Cyber security team having a meeting in office

The Modern Work Environment: Who Is on Your Security Team

Almost half of information security leaders believe that if a significant breach happens to their organization, an end user will be at fault, according to a Dark Reading survey released in late 2021.

The survey results confirm a long-held belief in security circles: End users who unknowingly break security policy or act negligently provide the greatest threat to enterprise security.

While this belief comes from years of data and observations, it may also be nearing a tipping point. The growth of monitoring and remediation tools, and new ways of thinking about security is creating a new paradigm where end users go from a liability to a strength.

The new security team

An organization’s information security traditionally fell to specific job titles. In some cases, this may be a simple IT administrator for many smaller organizations, while larger organizations may have a full dedicated team.

Organizations today utilize hundreds of SaaS applications. In today’s work environment, nearly everyone from the CEO down to summer interns uses SaaS applications and can start to play a more prominent role in defense.

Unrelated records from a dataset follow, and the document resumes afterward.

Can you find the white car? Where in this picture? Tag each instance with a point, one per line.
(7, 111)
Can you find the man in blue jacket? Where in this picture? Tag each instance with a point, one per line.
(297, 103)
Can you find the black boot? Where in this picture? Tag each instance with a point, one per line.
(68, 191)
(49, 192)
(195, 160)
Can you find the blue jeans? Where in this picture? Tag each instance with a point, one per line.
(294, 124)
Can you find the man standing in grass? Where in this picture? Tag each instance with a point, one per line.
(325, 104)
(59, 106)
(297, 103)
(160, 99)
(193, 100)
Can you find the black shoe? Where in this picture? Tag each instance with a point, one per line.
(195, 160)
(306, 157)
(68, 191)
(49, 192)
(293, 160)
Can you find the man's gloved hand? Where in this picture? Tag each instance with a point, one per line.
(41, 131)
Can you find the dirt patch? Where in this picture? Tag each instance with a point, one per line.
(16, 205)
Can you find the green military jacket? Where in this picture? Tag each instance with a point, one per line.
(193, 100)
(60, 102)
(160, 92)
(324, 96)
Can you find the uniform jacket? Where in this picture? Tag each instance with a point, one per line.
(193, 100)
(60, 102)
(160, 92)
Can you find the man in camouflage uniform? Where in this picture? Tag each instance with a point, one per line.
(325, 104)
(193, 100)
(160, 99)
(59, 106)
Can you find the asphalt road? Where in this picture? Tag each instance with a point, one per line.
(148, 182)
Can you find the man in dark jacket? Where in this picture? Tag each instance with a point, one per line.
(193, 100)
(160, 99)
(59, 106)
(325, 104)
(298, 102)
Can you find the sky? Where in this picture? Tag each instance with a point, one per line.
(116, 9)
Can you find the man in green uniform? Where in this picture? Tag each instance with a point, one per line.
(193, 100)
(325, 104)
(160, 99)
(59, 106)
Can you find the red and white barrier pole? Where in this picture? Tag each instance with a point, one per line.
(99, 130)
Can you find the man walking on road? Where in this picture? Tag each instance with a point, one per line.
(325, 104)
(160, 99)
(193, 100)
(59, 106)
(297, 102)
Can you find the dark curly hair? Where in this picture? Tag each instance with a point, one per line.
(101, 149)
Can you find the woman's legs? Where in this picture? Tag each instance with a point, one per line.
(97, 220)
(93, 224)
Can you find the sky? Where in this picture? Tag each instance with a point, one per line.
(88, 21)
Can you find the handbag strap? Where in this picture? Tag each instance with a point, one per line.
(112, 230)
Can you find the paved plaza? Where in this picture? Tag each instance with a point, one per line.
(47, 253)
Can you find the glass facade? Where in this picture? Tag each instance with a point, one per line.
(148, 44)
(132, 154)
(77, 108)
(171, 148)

Today’s new security structure leverages all levels of an organization. Let’s look at each in more detail:

  • The C-Suite: Leadership sets the tone for the organization, and a company’s top brass must understand the risks that technology can bring. To improve security posture, the C-Suite must allocate company resources, including personnel, defensive technologies and company-wide training time.
  • Security Personnel: The defensive experts, the security team, should look to create an automated defensive system that can remediate security  alerts, manage upgrades and routine security incidents that occur. It is important that security members should be free to focus on more significant security initiatives and strategic planning without becoming overburdened in the day-to-day.
  • Employees: The primary users of SaaS solutions, the employees, need to have access to remediation technologies. During their typical work day, they could identify and automatically fix any suspicious behavior. Innovative security solutions continue to give this power to employees and are something organizations can explore to bolster defense in SaaS-heavy environments.
  • SaaS security platforms: While not a personnel group, an enterprise’s security software cannot be underestimated. As SaaS applications continue to grow, organizations need to leverage solutions that provide visibility into employee SaaS use and automatically remediate all the security issues that they find.

Empowering employees

Employees can take a more substantial stake in helping an organization defend applications. That’s not to say all staff must become security experts, but they should understand how to recognize a threat and have the tools to mitigate it quickly.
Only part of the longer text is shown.